Ternyata sesudah dibakar, panas-panas cobek itu diletakkan di antara tumpukan
daun bambu kering. Dan berubahlah warna cobek itu jadi hitam. Tapi kalau
dipecahkan, terlihat dalamnya tetap warna merah.
Sekitar
setengah jam di tempat ini, kami pun berpamitan pada Pak Lamno dan dua ibu
tadi. Kami dapat pelajaran berharga dari mereka. Usia bukan halangan untuk
terus berkarya dan mengembangkan kreativitas, yang terpenting jangan lupakan
ibadah.
Sepeda terus
kami kayuh.
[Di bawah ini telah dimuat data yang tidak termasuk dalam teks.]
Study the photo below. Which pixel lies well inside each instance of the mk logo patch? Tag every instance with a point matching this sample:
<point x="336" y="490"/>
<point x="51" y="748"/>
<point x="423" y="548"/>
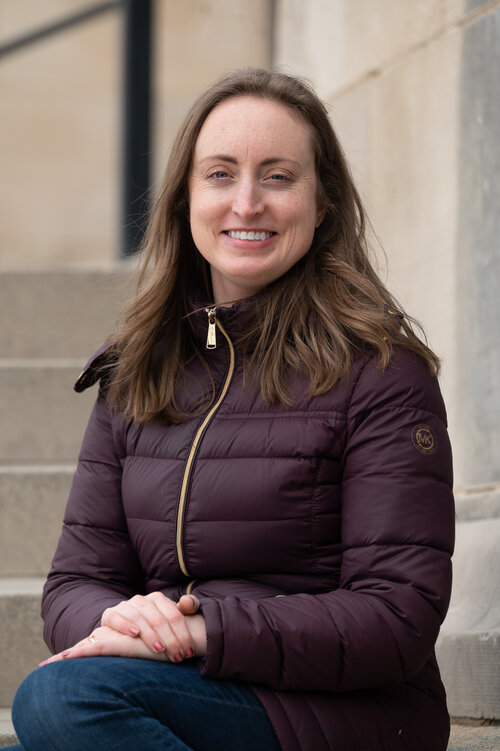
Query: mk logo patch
<point x="423" y="439"/>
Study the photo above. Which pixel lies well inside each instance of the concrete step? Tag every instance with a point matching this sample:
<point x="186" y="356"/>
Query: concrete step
<point x="42" y="418"/>
<point x="462" y="737"/>
<point x="7" y="733"/>
<point x="468" y="647"/>
<point x="21" y="642"/>
<point x="474" y="738"/>
<point x="32" y="502"/>
<point x="60" y="314"/>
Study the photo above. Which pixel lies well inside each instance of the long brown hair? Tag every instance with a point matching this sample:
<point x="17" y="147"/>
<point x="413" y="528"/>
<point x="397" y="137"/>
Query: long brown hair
<point x="311" y="319"/>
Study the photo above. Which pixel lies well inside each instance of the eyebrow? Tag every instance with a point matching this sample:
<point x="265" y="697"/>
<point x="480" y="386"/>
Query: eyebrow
<point x="232" y="160"/>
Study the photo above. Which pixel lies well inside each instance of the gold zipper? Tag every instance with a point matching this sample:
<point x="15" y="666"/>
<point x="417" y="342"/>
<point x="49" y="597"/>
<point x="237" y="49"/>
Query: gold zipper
<point x="212" y="321"/>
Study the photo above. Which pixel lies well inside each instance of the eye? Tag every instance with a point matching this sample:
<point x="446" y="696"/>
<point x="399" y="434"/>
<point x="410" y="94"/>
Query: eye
<point x="279" y="177"/>
<point x="218" y="175"/>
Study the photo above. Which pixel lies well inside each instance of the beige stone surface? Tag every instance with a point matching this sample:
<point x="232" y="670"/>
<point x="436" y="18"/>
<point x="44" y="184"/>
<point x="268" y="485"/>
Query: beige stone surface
<point x="65" y="314"/>
<point x="32" y="503"/>
<point x="197" y="41"/>
<point x="21" y="641"/>
<point x="60" y="142"/>
<point x="400" y="134"/>
<point x="43" y="419"/>
<point x="339" y="42"/>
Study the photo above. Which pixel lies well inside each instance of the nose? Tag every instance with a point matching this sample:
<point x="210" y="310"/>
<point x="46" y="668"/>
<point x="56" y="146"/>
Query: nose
<point x="248" y="199"/>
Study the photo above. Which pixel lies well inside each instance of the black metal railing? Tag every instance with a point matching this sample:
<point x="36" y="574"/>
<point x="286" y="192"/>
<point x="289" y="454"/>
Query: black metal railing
<point x="136" y="120"/>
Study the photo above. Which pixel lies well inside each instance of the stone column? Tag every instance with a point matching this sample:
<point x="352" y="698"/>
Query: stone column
<point x="414" y="92"/>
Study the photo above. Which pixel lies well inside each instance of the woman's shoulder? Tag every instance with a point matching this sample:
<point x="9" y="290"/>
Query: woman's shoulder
<point x="406" y="381"/>
<point x="94" y="369"/>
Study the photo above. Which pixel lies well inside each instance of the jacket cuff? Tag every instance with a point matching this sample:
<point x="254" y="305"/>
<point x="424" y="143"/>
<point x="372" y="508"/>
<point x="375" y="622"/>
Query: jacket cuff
<point x="209" y="666"/>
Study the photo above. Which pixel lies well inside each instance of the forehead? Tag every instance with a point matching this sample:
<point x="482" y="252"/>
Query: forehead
<point x="255" y="125"/>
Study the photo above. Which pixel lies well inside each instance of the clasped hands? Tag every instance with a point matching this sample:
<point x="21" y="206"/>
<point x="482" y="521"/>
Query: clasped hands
<point x="151" y="627"/>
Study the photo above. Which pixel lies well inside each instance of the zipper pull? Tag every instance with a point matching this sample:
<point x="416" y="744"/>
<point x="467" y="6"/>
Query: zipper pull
<point x="211" y="340"/>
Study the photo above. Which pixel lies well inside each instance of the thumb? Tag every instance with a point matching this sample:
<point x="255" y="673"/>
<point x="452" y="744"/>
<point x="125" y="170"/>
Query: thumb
<point x="188" y="604"/>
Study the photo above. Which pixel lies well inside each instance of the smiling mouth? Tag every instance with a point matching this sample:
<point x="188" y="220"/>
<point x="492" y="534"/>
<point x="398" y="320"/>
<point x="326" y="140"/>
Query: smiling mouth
<point x="250" y="235"/>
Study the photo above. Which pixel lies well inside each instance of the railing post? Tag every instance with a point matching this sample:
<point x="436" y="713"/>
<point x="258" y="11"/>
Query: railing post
<point x="137" y="122"/>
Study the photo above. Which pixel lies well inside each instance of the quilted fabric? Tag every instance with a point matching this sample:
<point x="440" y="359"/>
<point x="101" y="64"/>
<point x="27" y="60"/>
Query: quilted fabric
<point x="318" y="537"/>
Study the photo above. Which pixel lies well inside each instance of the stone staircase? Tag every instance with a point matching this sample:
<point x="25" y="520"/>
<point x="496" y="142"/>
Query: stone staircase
<point x="51" y="323"/>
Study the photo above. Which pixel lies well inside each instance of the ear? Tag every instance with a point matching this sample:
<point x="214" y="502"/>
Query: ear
<point x="320" y="215"/>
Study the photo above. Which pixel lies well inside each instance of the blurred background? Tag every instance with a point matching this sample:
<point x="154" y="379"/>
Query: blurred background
<point x="91" y="95"/>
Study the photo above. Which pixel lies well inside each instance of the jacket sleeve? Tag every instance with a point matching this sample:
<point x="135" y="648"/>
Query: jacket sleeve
<point x="95" y="565"/>
<point x="380" y="626"/>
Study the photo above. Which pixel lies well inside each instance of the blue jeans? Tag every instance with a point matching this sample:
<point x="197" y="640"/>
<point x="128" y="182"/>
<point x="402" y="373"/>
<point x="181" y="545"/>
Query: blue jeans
<point x="126" y="704"/>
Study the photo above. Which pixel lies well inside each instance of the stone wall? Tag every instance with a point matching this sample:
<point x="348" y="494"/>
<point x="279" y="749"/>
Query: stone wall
<point x="60" y="130"/>
<point x="414" y="93"/>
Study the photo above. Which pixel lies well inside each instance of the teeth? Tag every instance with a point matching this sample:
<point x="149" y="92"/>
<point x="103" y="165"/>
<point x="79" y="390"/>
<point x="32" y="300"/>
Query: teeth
<point x="249" y="235"/>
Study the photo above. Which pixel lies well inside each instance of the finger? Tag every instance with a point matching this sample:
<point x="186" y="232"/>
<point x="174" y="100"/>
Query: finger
<point x="171" y="626"/>
<point x="188" y="604"/>
<point x="137" y="617"/>
<point x="106" y="643"/>
<point x="113" y="618"/>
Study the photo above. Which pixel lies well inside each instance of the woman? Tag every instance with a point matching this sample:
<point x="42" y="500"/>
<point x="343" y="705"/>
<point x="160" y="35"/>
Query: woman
<point x="263" y="495"/>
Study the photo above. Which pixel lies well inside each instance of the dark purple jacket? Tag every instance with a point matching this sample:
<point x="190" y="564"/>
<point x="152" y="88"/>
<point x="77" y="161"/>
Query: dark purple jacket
<point x="318" y="538"/>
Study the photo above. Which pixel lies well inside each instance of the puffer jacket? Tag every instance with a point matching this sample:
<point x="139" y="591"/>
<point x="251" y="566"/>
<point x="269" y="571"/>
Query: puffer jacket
<point x="318" y="538"/>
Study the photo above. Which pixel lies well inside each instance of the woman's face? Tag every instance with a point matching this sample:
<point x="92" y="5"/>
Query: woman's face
<point x="252" y="194"/>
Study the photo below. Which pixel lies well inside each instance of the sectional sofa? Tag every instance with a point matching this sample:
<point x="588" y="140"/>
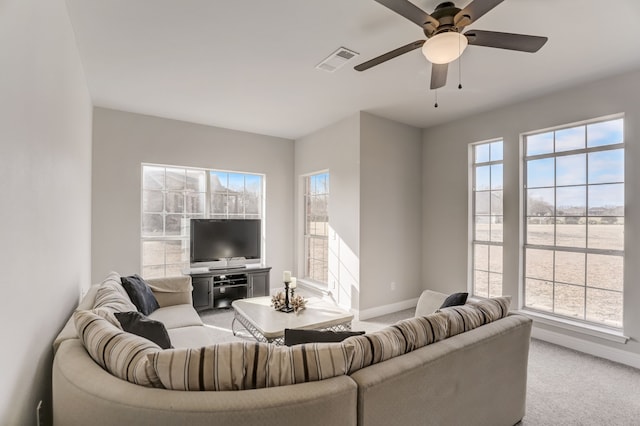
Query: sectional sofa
<point x="475" y="377"/>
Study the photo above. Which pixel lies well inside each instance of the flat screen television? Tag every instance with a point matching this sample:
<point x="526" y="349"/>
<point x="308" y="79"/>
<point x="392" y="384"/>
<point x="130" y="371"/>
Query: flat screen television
<point x="219" y="239"/>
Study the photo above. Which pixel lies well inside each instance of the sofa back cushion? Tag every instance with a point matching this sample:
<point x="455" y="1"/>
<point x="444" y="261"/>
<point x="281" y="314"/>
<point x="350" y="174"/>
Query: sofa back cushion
<point x="249" y="365"/>
<point x="400" y="338"/>
<point x="111" y="297"/>
<point x="475" y="314"/>
<point x="120" y="353"/>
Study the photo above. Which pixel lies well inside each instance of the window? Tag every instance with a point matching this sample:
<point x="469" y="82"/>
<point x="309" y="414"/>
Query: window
<point x="316" y="227"/>
<point x="171" y="196"/>
<point x="487" y="218"/>
<point x="574" y="222"/>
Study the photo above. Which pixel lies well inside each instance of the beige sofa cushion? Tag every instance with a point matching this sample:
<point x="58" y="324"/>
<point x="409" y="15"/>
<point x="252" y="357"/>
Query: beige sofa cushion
<point x="122" y="354"/>
<point x="110" y="298"/>
<point x="194" y="336"/>
<point x="176" y="316"/>
<point x="400" y="338"/>
<point x="249" y="365"/>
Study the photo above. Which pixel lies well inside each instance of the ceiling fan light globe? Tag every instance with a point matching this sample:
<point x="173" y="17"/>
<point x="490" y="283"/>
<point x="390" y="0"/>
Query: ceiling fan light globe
<point x="444" y="47"/>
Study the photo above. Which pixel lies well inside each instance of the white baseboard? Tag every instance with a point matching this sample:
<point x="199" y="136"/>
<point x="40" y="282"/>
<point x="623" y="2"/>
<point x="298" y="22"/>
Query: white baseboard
<point x="623" y="357"/>
<point x="385" y="309"/>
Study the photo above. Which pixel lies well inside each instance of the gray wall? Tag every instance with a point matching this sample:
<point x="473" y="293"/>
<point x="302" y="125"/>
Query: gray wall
<point x="374" y="210"/>
<point x="122" y="141"/>
<point x="445" y="186"/>
<point x="45" y="175"/>
<point x="335" y="148"/>
<point x="390" y="212"/>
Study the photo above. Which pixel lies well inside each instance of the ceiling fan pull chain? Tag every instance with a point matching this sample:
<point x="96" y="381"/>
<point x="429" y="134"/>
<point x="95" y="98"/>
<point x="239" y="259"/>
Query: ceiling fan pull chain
<point x="459" y="66"/>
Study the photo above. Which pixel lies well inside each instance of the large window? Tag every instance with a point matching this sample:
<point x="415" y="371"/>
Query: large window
<point x="574" y="221"/>
<point x="487" y="218"/>
<point x="316" y="227"/>
<point x="171" y="196"/>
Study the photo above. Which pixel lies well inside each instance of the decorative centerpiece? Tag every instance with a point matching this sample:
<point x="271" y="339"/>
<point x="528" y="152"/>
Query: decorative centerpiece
<point x="287" y="301"/>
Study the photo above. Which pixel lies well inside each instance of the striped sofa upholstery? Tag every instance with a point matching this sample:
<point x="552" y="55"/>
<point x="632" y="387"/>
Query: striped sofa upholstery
<point x="475" y="314"/>
<point x="120" y="353"/>
<point x="249" y="365"/>
<point x="400" y="338"/>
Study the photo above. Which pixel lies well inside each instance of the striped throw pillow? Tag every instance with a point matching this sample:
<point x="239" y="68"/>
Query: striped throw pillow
<point x="122" y="354"/>
<point x="494" y="308"/>
<point x="400" y="338"/>
<point x="462" y="318"/>
<point x="474" y="314"/>
<point x="249" y="365"/>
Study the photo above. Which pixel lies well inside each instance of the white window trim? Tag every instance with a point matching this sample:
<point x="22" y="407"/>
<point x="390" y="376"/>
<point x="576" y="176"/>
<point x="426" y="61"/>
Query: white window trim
<point x="300" y="251"/>
<point x="207" y="207"/>
<point x="471" y="213"/>
<point x="585" y="327"/>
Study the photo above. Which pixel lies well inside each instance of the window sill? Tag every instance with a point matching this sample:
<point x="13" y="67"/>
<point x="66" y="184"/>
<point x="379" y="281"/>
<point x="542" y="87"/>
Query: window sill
<point x="575" y="326"/>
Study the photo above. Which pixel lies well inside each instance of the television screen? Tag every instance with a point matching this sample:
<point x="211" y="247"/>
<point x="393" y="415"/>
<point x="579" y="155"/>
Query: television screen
<point x="217" y="239"/>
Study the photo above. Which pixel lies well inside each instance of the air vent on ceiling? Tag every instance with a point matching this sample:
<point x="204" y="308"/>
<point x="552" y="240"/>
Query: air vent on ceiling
<point x="337" y="59"/>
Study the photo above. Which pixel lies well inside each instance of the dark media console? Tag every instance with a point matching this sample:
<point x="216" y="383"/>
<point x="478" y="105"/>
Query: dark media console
<point x="217" y="288"/>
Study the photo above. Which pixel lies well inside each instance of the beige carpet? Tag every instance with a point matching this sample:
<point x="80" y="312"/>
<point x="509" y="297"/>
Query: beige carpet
<point x="565" y="388"/>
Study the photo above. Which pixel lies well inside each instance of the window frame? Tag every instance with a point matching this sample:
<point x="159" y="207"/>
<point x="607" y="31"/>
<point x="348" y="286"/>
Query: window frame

Ternyata tak cuma Pak Lamno, warga sekitarnya juga banyak yang
berprofesi sebagai pengrajin gerabah. Ada yang membuat tempat lilin, kendi atau
barang lainnya.
Di desa
Karangrejo, kami tertarik dengan sebuah hal unik. Ada beberapa lukisan pemandangan
berbahan kain batik dipajang di teras sebuah rumah. Beberapa dari kami berhenti
sebentar, melihat-lihat. Pemilik usaha itu namanya Pak Muhdi. Dengan ramah, ia menjawab
pertanyaan dari kami. Lukisan-lukisan itu terbuat dari kain perca batik yang
direkatkan dengan paku. Khusus untuk membuat batang pohon, beliau menggunakan
daun talas yang dikeringkan. Dengan harga antara 40 ribu hingga 2,5 juta
(tergantung ukuran), Pak Muhdi banyak menerima pesanan dan mengikuti pameran di
Candi Borobudur. Bahkan, beliau merencanakan menjadikan rumahnya sebagai
galeri. Sungguh kreatif.
Lukisan indah dari kain batik |
Hei.. karena
keasyikan lihat lukisan, aku sampai tertinggal rombongan. Untungnya, masih ada
2 orang bapak di depanku, aku ikuti saja mereka, sampai akhirnya ketemu sama
yang lain. Ternyata, peserta lain sedang istirahat sebentar di tepi sawah. Di
seberang sawah itu ada hutan kecil, dan di balik hutan itu nampak Candi
Borobudur! Wow!
Delman wisata di sekitar Borobudur |
Akhirnya,
setelah blusukan sana sini, kembalilah kami ke jalan raya. Sambil bersenandung, aku mengayuh sepeda melewati keramaian
sekitar Candi Borobudur. Bagaimanapun, jelajah pedesaan dengan sepeda memberi
sensasi luar biasa. Dan hari ini aku sudah buktikan, Candi Borobudur tidaklah
sendirian, tapi banyak hal lain yang mendukung pariwisata di sekitarnya.
Finish!
Akhir perjalanan kami adalah sebuah pendopo, tak jauh dari Pondok Tingal. Setelah
makan siang dengan nasi megono (sekedar info : nasi megono itu mirip nasi urap
tapi dicampur nangka muda), acara pun ditutup oleh Mas Bagus Priyana, sang
koordinator. Hal yang mengejutkan disampaikan oleh Mas Bagus, bahwa sewaktu
survey lokasi, dia salah menghitung, ternyata rute yang sudah kami tempuh
mencapai 16 km! Dan sekali lagi, aku bersyukur bahwa aku nggak bawa sepeda
sendiri dari rumah.
Inilah nasi megono |
Kami pun
siap kembali ke kehidupan masing-masing (bahasanya…). Tidak lupa kembalikan
sepeda dulu ke Pondok Tingal.
Candi Pawon
letaknya nggak jauh dari Pondok Tingal,. Aku penasaran banget sama candi ini
karena letaknya tepat di tengah-tengah antara Candi Borobudur dan Mendut. Ibarat
dapat “bonus jelajah”, aku putuskan mampir sebentar ke Candi Pawon. Aku
menyeberang jalan sendirian dan kunyalakan GPS di HPku biar nggak nyasar.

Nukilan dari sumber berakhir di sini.